The first thing we need to do is determine the present value of the payments made in the first six years. We'll use the formula for the present value of an ordinary annuity:

PV = P * (1 - (1 + r)^(-n)) / r

Where:
PV = Present Value
P = Payment amount
r = Interest rate
n = Number of periods

Using this formula for each payment, we get:

First birthday payment: PV = 920 * (1 - (1.12)^(-1)) / 0.12 = 827.80
Second birthday payment: PV = 920 * (1 - (1.12)^(-2)) / 0.12 = 1474.13
Third birthday payment: PV = 1020 * (1 - (1.12)^(-3)) / 0.12 = 2771.01
Fourth birthday payment: PV = 1020 * (1 - (1.12)^(-4)) / 0.12 = 2819.59
Fifth birthday payment: PV = 1120 * (1 - (1.12)^(-5)) / 0.12 = 3067.93
Sixth birthday payment: PV = 1120 * (1 - (1.12)^(-6)) / 0.12 = 3111.87

Next, we need to calculate the present value of the final payment at the child's 65th birthday. Since this payment is made after the first six years, we'll use the interest rate of 7 percent:

PV = 430,000 / (1 + 0.07)^59 = 29,182.11

Finally, we add up all the present values:

827.80 + 1474.13 + 2771.01 + 2819.59 + 3067.93 + 3111.87 + 29,182.11 = 40,274.44

Therefore, the value of the policy at the child's 65th birthday is approximately $40,274.44.

Remember, though, that this calculation assumes the insurance company will keep their promise and not pull a disappearing act!
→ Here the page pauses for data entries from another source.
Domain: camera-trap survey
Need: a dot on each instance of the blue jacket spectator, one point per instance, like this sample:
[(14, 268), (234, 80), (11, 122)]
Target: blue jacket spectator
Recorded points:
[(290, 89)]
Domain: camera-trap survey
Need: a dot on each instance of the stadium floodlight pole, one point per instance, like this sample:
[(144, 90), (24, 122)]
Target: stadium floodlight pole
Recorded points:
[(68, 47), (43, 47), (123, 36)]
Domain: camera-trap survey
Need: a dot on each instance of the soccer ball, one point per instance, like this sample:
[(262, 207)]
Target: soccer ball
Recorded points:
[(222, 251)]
To find the value of the policy at the child's 65th birthday, we need to calculate the present value of all the payments made and the future value of the policy at age 65.
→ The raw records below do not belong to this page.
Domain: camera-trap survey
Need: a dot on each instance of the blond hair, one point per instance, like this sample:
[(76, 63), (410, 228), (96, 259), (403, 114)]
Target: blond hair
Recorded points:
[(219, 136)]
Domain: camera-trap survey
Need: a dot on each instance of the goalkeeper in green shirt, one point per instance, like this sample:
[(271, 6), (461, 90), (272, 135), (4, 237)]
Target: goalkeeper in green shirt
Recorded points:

First, let's calculate the present value of the six payments made by the parent. We will use the formula for the present value of an annuity:

PV = PMT * ((1 - (1 + r)^-n) / r)

Where:
PV = Present value
PMT = Payment amount
r = Interest rate per period
n = Number of periods

For the first six years, the interest rate is 12 percent, so r = 12% = 0.12.
Let's calculate the present value of the payments up to the sixth birthday:

PV_payments = (920 * ((1 - (1 + 0.12)^-6) / 0.12)) +
(920 * ((1 - (1 + 0.12)^-5) / 0.12)) +
(1020 * ((1 - (1 + 0.12)^-4) / 0.12)) +
(1020 * ((1 - (1 + 0.12)^-3) / 0.12)) +
(1120 * ((1 - (1 + 0.12)^-2) / 0.12)) +
(1120 * ((1 - (1 + 0.12)^-1) / 0.12))

After the sixth birthday, the interest rate changes to 7 percent, so r = 7% = 0.07.
Now, let's calculate the value of the policy at the child's 65th birthday, using the future value formula:

FV = PV * (1 + r)^n

Where:
FV = Future value
PV = Present value
r = Interest rate per period
n = Number of periods

We will calculate the future value for a period of 59 years, from the child's 6th birthday to their 65th birthday:

FV_policy = PV_payments * (1 + 0.07)^59

Finally, we will add the future value of the policy to the value of the payments made:
Value_at_65 = FV_policy + 430,000

Now, we can calculate the value of the policy at the child's 65th birthday by plugging in the values and calculating the equation.